Additionally, plants that are pushed to grow for months on end may have lots 
of new growth that is sometimes fodder for nearly permanent pest 

For the most part, garden bulbs are a hardy lot, and are often hybrids that 
might not even be able to survive or reproduce in "the wild."  So, I'm happy 
to push my flowers with water, and Crinum types seem to appreciate it 
(during the growing season).

Some plants need a down time, a stress- or environmentally-induced (drought, 
short days, cold, heat, etc.) period when they shut down.  They may not need 
such period to actually survive but may require it for flower bud formation 
or maturation.

Many Crinum like to slow down during the winter, but that can be a problem 
in many gardens; sprinklers or year-round rain don't permit the type of 
drought that is experiences by many bulb species in the wild.  For instance, 
Amaryllis belladonna grows easily here in my yard, but it has never 
flowered; I'm pretty sure it needs a pronounced summer drought.  Similarly, 
Lycoris squamigera grows easily here; alas, it too never flowers.  The 
leaves pop up after January and die down by June; I think it must need a 
period of cold to flower.  The local rain lily (Z. chlorosolen) blooms 
reliably, but the flowers are unnaturally tall and can fall over-perhaps too 
much fertilizer in the flowerbed.

Anyway, getting back to flower formation, I take care to water Crinum for at 
least six months of the year (March-September); they enjoy it.  C. scabrum, 
C. delagoense (sthulmanii), something that seems like C. graminicola, and 
some others just deal with the rain as long as they have deep soils and good 
drainage.  I try to remember to put pots of the latter 2 species on their 
sides for winter.

Conceptually, I lump many bulbs (Crinum, Nerine, Lycoris, some Tulipia, 
etc.) into the same category I put succulents.  The bulbs are indeed adapted 
for drought, but like succulents need water.  The amount of water, the 
timing, the drainage, and so on are all variables that might be  modified. 
For instance, I plant most cacti in pure scoria (lava rock for landscape). 
Then, I pour a little soil into the rock cracks (the soil is a mix of sand, 
perlite, and 10% humus).  I never water cacti, they get far more rain than 
they need just by being here in the Greater Houston area.  Even with a soil 
composed primarily of scoria, I still have to apply fungicides 2 or 3 times 
a year to be sure the roots don't acquire some infections.

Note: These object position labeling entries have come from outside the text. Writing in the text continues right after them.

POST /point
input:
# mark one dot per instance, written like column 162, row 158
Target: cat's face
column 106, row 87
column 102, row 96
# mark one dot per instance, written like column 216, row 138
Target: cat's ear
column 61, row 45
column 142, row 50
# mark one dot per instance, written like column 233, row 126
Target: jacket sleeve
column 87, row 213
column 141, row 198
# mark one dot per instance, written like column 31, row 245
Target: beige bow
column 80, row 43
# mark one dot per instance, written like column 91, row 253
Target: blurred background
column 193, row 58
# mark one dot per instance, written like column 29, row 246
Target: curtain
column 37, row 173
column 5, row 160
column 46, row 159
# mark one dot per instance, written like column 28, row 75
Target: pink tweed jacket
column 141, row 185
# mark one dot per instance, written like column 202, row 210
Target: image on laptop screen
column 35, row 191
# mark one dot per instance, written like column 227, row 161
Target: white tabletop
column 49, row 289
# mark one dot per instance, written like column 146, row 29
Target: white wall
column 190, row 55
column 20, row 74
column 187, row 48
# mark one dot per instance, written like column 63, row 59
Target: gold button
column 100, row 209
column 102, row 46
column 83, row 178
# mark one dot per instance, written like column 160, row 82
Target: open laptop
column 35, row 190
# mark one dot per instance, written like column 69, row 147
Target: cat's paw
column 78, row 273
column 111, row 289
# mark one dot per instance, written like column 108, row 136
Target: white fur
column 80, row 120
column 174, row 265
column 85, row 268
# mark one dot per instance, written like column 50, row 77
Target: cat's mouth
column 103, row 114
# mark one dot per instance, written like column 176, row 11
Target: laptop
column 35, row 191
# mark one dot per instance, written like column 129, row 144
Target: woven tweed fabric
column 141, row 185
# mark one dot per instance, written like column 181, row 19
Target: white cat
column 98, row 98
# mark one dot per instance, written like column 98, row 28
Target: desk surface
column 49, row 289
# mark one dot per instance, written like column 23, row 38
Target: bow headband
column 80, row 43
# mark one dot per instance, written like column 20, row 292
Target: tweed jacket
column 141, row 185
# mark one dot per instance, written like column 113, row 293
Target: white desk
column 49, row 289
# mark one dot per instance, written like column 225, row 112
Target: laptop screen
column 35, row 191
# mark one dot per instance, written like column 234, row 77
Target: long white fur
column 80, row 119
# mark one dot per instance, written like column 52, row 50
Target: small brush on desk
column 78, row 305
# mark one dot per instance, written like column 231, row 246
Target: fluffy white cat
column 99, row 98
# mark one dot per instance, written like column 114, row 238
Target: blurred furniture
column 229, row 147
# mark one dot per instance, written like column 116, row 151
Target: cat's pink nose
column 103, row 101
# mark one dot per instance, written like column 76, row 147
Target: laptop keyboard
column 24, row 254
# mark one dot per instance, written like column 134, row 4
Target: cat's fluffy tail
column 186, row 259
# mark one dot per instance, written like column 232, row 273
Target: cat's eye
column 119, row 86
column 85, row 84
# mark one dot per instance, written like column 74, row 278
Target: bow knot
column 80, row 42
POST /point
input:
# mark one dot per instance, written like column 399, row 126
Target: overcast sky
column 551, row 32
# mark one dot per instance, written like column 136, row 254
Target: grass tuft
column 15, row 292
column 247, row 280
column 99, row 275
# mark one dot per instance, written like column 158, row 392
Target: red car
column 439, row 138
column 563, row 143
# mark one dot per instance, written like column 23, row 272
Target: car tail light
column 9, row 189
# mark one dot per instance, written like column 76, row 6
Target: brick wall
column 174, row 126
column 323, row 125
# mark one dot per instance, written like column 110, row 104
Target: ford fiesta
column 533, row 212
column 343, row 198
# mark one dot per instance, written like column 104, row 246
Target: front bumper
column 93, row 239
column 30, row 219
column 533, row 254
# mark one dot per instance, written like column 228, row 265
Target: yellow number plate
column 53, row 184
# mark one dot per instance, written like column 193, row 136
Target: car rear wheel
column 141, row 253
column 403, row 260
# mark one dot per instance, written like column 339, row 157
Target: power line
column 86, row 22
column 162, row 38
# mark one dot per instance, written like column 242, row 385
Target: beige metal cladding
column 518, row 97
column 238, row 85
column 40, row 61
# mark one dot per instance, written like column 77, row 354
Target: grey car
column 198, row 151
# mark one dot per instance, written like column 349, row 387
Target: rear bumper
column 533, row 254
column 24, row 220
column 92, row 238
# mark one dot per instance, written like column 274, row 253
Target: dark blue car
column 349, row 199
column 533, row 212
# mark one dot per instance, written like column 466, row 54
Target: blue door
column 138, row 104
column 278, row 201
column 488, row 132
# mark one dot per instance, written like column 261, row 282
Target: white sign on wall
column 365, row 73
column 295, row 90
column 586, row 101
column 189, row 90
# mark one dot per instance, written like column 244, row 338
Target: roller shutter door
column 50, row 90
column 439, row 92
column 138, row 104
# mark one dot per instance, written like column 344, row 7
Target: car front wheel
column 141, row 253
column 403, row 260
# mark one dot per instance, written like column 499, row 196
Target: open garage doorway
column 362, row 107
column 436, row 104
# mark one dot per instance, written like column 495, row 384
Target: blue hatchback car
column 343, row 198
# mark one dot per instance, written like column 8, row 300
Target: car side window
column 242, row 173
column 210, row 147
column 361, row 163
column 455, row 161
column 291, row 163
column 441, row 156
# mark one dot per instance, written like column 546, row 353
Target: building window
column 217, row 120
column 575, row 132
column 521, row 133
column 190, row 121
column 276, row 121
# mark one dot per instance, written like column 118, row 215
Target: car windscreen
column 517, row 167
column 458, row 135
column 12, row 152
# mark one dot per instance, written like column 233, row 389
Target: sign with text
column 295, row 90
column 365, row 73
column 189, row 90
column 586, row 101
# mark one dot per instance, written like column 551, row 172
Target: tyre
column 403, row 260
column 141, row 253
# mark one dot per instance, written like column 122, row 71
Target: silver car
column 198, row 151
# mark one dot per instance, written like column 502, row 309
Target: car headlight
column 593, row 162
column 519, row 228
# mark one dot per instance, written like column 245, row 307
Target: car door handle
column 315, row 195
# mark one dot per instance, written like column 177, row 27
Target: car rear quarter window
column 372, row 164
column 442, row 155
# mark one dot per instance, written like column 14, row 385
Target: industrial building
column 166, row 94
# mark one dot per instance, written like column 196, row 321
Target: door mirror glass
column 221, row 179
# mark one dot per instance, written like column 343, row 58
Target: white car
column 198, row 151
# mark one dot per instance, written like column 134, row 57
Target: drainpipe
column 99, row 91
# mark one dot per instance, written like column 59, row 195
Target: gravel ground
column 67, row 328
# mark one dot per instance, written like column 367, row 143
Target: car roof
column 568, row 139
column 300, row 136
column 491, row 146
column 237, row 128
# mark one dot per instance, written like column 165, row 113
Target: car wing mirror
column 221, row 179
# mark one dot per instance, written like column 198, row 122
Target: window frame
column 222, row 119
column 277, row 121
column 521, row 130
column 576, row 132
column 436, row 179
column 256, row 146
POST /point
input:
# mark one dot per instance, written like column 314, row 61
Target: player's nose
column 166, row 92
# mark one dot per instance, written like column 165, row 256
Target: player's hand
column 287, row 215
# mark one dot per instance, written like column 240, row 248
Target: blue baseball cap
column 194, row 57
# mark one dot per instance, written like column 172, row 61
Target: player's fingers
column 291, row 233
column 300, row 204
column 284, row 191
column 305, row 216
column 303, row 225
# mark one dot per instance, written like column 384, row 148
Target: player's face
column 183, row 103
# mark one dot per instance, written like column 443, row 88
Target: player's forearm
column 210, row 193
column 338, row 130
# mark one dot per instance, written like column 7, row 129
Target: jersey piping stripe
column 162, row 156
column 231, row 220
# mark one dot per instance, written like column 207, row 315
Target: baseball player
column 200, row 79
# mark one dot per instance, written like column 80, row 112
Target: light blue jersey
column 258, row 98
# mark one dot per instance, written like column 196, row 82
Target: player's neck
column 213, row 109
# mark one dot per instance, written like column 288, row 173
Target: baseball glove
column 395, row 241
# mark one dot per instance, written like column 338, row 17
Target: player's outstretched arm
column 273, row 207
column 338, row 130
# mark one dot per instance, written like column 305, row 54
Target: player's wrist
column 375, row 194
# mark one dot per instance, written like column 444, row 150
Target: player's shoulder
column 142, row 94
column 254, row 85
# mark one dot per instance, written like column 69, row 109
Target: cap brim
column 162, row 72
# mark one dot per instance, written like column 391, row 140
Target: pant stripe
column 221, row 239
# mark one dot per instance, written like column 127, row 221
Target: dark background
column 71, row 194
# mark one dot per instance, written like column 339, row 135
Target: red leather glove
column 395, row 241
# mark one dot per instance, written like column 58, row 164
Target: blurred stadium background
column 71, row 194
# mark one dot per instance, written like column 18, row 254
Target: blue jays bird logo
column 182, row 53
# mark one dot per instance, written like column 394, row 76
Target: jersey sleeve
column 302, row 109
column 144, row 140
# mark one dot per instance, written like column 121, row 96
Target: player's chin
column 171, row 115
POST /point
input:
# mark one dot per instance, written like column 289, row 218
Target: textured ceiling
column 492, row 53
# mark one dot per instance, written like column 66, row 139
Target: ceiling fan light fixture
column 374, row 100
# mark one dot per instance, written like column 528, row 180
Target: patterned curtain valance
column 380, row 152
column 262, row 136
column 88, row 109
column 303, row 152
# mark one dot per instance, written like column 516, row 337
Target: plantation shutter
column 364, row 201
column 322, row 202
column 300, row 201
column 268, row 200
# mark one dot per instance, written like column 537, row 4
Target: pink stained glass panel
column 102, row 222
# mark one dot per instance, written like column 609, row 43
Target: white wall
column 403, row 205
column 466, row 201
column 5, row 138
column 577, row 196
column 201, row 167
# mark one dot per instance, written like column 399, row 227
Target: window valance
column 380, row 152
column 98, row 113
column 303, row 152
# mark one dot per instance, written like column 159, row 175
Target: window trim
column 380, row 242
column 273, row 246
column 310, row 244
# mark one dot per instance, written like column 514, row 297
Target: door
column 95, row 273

After thinking it over and getting some advice from Greg Pettit, I've 
decided I'll move the C. delagoense to a mixture that is composed of more 
sand and perlite, and far less humus.  Maybe that will make them happier 
with year-round rain, maybe not.

Back to flower formation:  typical bulbs like water in the growing season; 
typical bulbs like good drainage.  Many bulbs seem to produce flower buds a 
long time before we ever see the flowers and I try to help them along by 
giving them lots of water during the growing season.



Conroe, TX

Not too hot today, not a lot of rain this week.  I've watered the Crinum 
beds twice this week, and of course, have given no water to the cacti.